Figure 36 of Oil and Gas Developments in Pennsylvania in 1987 provides summarized records of 391 well completions that penetrated formations of Middle Devonian age or older (i.e., to the Marcellus Formation or lower). The majority of these wells were categorized as producing from the Medina Group. Details on the depths to and thicknesses of each of these three members, together with the depths of the producing interval, were provided for approximately 350 Medina Group completions. Using these data it is simple (if tedious) to calculate whether or not the Cabot Head Shale was completed. If my math is correct, 198 out of 350 Medina Group wells were completed in the Cabot Head Shale.
The Appalachian Basin Tight Gas Reservoirs Project, a three-year project sponsored by the U.S. Department of Energy and undertaken by the West Virginia Geological and Economic Survey and the Pennsylvania Geological and Topographic Survey, reported on 10,906 Medina completions in Pennsylvania through approximately 2007. Assuming the ratio of Cabot Head Shale to Medina Group wells from 1987 holds for other time periods, this would suggest approximately 6,170 Cabot Head Shale completions.
This is significant, because any well completed in the Cabot Head Shale meets Act 13′s definition of an unconventional well, and thus, is required to pay unconventional impact fees. Assuming these wells were all vertical, that would be a fee of at least $8,000 for 2011, or a total of more than $49 million in impact fees due under Act 13. And yet, none of these wells were included in the Pennsylvania Department of Environmental Protection’s reports to the Pennsylvania Public Utility Commission as required by Act 13.
As startling as this oversight is, the above estimate likely understates the number of Medina Group wells liable for unconventional impact fees. First, I have been overly conservative in my calculations — only including wells that explicitly completed the Cabot Head Shale. In many cases the wells reported in 1987 were completed to within a foot or so of the Cabot Head Shale. Because the Medina is generally more than 2,000 feet below the surface, any hydraulic fracturing of the Grimsby Sandstone or the Whirlpool Sandstone will grow vertically, and therefore, penetrate and produce from the Cabot Head Shale. In that case, the number of unconventional wells may include every Medina Group well ever completed. If so, the impact fees due under Act 13 would grow to more than $87 million.

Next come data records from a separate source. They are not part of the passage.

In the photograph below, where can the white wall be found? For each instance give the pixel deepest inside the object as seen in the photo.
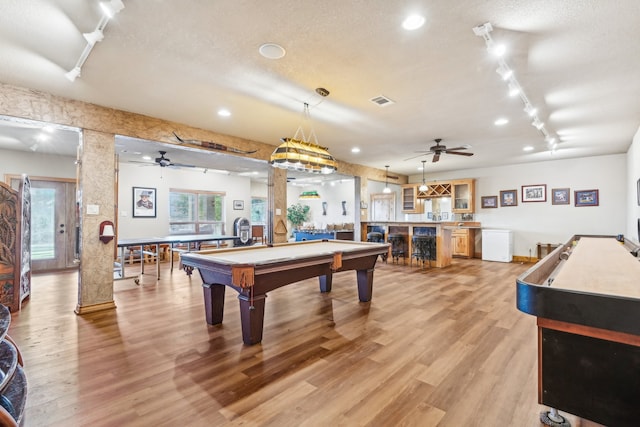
(633, 181)
(162, 179)
(333, 194)
(36, 164)
(545, 222)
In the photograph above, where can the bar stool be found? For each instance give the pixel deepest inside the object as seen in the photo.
(397, 247)
(424, 249)
(377, 237)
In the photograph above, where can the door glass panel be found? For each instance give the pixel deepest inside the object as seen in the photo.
(43, 223)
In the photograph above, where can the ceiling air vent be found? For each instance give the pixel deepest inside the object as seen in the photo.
(382, 101)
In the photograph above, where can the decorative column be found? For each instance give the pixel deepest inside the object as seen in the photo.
(277, 231)
(96, 198)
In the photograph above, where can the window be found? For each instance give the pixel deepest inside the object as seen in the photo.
(196, 212)
(258, 210)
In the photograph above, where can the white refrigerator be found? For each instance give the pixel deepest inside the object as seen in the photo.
(497, 245)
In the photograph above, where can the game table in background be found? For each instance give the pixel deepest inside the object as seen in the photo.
(254, 271)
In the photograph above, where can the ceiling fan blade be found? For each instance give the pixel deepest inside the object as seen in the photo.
(459, 153)
(419, 155)
(180, 165)
(142, 163)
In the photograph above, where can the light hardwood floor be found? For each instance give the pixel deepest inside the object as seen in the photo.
(440, 347)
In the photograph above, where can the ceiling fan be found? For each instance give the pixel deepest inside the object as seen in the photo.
(164, 162)
(438, 149)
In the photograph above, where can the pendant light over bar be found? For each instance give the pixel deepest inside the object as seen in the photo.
(386, 181)
(301, 154)
(423, 187)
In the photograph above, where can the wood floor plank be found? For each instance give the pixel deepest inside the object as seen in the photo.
(434, 348)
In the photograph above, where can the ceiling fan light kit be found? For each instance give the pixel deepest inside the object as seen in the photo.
(438, 149)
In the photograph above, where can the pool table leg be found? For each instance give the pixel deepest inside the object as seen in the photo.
(365, 284)
(213, 302)
(252, 317)
(326, 282)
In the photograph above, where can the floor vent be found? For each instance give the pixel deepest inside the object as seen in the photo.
(382, 101)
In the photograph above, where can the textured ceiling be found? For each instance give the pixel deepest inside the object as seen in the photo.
(577, 60)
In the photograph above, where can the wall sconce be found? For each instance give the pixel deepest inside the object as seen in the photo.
(107, 232)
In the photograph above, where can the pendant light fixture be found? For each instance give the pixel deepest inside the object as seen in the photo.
(301, 153)
(386, 181)
(423, 187)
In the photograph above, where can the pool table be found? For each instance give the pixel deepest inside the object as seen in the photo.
(254, 271)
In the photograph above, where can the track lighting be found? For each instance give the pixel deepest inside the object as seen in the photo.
(110, 8)
(504, 71)
(536, 123)
(530, 110)
(94, 37)
(507, 74)
(73, 74)
(514, 89)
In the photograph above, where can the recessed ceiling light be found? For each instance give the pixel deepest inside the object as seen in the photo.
(413, 22)
(272, 51)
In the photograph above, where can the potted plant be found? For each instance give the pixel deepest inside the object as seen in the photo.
(297, 214)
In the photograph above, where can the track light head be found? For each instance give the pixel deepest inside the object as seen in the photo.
(73, 74)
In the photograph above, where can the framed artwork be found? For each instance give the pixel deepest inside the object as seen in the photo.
(144, 202)
(489, 202)
(509, 198)
(586, 198)
(560, 196)
(534, 193)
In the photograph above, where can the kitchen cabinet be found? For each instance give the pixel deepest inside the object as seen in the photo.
(410, 202)
(462, 193)
(463, 242)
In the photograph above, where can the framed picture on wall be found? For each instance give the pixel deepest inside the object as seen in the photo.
(560, 196)
(144, 202)
(587, 198)
(489, 202)
(534, 193)
(509, 198)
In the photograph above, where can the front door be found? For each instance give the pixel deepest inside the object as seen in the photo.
(53, 231)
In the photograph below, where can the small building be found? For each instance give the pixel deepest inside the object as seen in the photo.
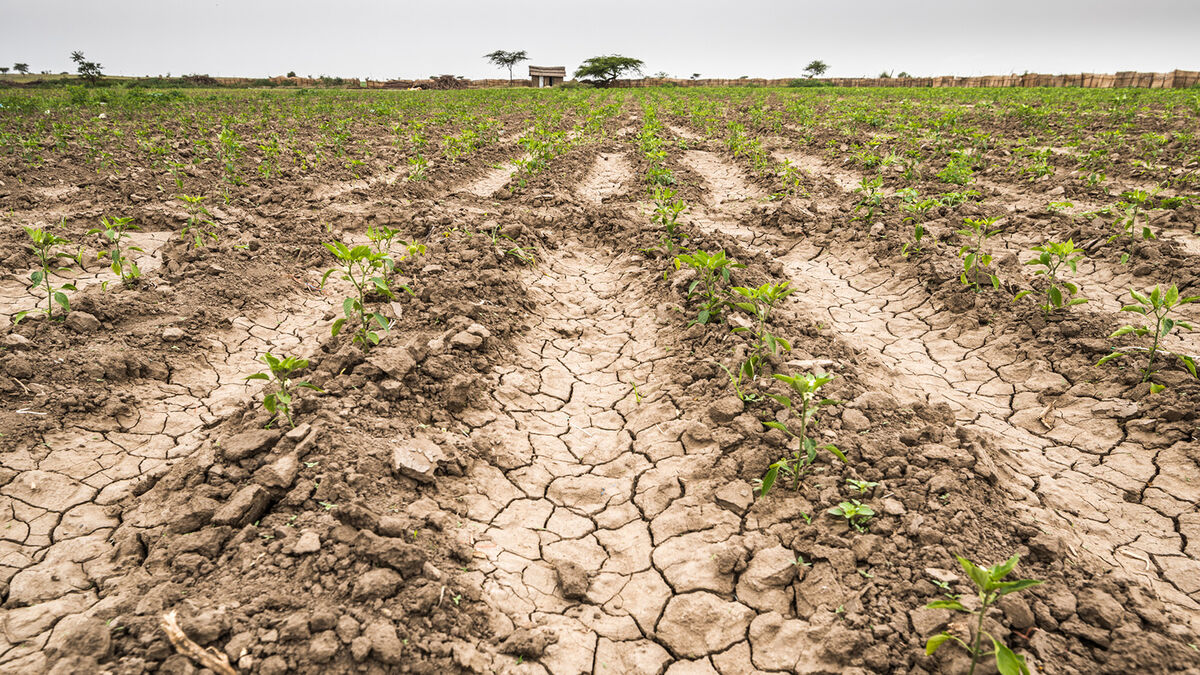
(546, 76)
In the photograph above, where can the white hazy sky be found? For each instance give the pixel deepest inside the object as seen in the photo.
(382, 40)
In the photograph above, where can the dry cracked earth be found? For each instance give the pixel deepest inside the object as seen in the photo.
(601, 535)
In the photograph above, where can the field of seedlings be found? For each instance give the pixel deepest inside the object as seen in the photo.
(659, 381)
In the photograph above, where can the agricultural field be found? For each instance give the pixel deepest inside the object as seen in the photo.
(683, 381)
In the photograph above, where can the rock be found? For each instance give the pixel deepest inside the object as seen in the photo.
(274, 665)
(465, 340)
(384, 643)
(396, 362)
(875, 401)
(1086, 632)
(1018, 611)
(573, 579)
(307, 543)
(700, 623)
(323, 619)
(928, 621)
(81, 635)
(528, 643)
(1060, 601)
(784, 645)
(208, 542)
(294, 627)
(736, 496)
(324, 646)
(417, 459)
(82, 322)
(855, 420)
(723, 411)
(18, 366)
(766, 580)
(892, 506)
(943, 575)
(243, 446)
(1099, 609)
(1047, 547)
(239, 645)
(280, 473)
(347, 628)
(245, 507)
(207, 626)
(379, 583)
(397, 554)
(16, 341)
(360, 647)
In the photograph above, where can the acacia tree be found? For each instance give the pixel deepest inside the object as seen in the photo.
(87, 70)
(503, 59)
(605, 70)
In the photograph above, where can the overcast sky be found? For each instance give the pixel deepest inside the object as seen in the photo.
(382, 39)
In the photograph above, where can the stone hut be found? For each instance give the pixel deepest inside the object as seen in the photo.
(546, 76)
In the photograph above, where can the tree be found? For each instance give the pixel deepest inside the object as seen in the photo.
(87, 70)
(607, 69)
(503, 59)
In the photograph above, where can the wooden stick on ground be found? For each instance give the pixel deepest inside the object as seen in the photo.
(208, 658)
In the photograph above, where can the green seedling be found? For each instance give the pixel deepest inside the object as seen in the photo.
(975, 260)
(666, 213)
(366, 270)
(714, 272)
(863, 487)
(1157, 306)
(117, 231)
(870, 197)
(919, 208)
(417, 166)
(989, 581)
(43, 243)
(1053, 256)
(381, 240)
(745, 374)
(198, 216)
(959, 171)
(280, 374)
(855, 512)
(760, 303)
(802, 407)
(1133, 202)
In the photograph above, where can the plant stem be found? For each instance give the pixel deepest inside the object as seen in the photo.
(1153, 348)
(975, 650)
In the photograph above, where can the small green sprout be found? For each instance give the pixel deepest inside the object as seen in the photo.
(991, 587)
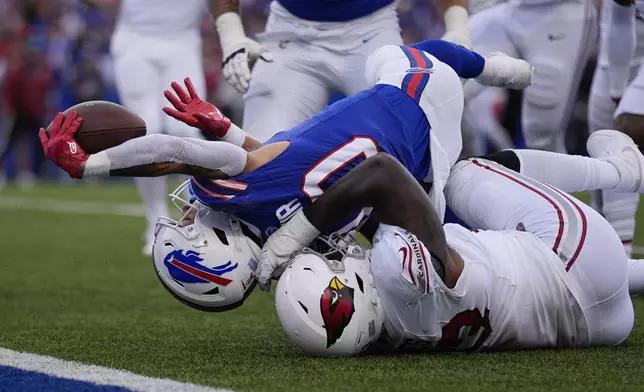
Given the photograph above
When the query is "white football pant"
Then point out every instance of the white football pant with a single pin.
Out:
(312, 60)
(145, 66)
(556, 38)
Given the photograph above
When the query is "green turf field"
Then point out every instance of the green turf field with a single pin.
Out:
(75, 286)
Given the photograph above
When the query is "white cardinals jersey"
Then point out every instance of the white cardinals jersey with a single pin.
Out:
(604, 23)
(512, 294)
(161, 17)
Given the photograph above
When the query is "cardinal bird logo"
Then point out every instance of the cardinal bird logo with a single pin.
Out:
(337, 308)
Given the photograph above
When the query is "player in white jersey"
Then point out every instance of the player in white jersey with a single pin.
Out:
(155, 43)
(619, 78)
(546, 271)
(556, 36)
(310, 49)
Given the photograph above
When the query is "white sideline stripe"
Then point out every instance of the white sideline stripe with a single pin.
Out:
(95, 374)
(638, 250)
(71, 206)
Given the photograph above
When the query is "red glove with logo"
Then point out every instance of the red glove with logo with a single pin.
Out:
(60, 146)
(192, 110)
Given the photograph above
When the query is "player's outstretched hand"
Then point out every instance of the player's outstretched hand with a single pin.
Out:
(60, 146)
(192, 110)
(239, 57)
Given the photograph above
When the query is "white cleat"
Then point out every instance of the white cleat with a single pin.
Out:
(501, 70)
(621, 151)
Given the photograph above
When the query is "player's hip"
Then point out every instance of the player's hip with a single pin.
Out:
(340, 36)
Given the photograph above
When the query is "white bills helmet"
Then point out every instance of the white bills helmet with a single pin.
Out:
(207, 258)
(329, 307)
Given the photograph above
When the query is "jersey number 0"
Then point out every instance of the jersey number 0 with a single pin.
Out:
(317, 177)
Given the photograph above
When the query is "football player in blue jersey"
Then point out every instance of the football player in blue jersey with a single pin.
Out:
(310, 49)
(413, 113)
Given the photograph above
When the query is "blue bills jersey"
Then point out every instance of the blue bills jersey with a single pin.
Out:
(323, 149)
(333, 10)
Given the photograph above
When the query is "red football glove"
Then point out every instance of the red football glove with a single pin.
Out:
(60, 146)
(195, 112)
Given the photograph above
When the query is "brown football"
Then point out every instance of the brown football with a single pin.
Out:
(105, 125)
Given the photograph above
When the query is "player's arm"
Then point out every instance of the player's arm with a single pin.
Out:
(622, 42)
(192, 110)
(147, 156)
(238, 51)
(455, 15)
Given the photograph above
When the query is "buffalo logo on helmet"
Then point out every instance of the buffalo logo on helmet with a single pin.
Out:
(337, 308)
(185, 266)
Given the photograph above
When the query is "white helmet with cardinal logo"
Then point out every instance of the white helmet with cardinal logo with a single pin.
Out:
(329, 307)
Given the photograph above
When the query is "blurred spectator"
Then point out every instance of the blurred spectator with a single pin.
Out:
(54, 54)
(26, 85)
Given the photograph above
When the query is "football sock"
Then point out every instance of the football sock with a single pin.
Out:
(569, 173)
(619, 210)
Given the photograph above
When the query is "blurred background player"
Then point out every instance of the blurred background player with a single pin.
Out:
(154, 43)
(310, 49)
(557, 38)
(617, 100)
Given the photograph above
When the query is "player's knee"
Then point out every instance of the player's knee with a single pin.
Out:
(506, 158)
(632, 125)
(383, 162)
(382, 61)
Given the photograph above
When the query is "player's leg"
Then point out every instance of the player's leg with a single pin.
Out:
(489, 34)
(369, 34)
(288, 90)
(555, 28)
(618, 208)
(487, 195)
(183, 58)
(489, 31)
(139, 83)
(481, 117)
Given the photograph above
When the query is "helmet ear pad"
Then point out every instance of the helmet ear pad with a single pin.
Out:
(208, 264)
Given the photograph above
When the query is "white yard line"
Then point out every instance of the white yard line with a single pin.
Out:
(95, 374)
(638, 250)
(71, 206)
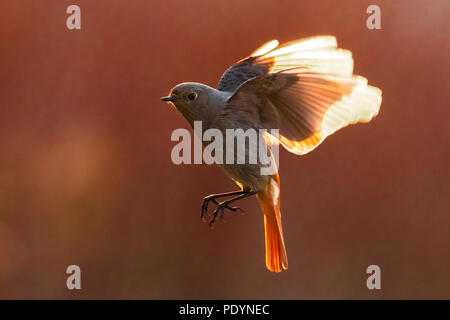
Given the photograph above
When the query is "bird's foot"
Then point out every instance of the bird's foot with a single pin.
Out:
(221, 208)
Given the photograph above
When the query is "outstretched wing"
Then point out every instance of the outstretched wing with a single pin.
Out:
(306, 107)
(317, 54)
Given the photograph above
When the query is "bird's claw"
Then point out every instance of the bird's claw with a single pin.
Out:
(221, 207)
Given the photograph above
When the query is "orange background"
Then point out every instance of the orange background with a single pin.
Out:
(86, 176)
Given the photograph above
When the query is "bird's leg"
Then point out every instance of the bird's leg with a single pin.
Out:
(213, 198)
(225, 204)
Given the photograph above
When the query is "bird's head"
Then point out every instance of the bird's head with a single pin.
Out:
(191, 99)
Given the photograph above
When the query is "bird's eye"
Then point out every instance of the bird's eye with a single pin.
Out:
(192, 96)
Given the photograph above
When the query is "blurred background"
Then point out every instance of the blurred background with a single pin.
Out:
(86, 176)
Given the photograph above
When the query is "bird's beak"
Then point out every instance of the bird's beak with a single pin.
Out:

Second, I have only reported on completed wells, but Act 13 requires that impact fees be paid on all spud unconventional wells. A well is spud the moment drilling begins. As a consequence, the number of spud wells is likely to be meaningfully higher than the number of completed wells, but so far I have not found a data source that would allow me to reliably estimate the ratio of spud wells to completed wells for the Medina Group during this time period. Whatever this ratio turns out to be, it simply adds to the magnitude of the reporting failures by the Pennsylvania Department of Environmental Protection.
Third, to estimate the total population of Medina Group wells I used the well database generated by the Appalachian Basin Tight Gas Reservoirs Project. But it is likely that this is actually not the population of Medina wells, but only a sample of them. To the extent that more than 10,906 Medina wells were spud in Pennsylvania in the Cabot Head Shale, then my estimate of the impact fees due is too low.
In sum, my analysis suggests the operators of Medina Group wells collectively owe a minimum of $49 million to $87 million in unconventional well impact fees under Act 13, and the total could be much higher. And yet none of these wells has been reported as required by the Act.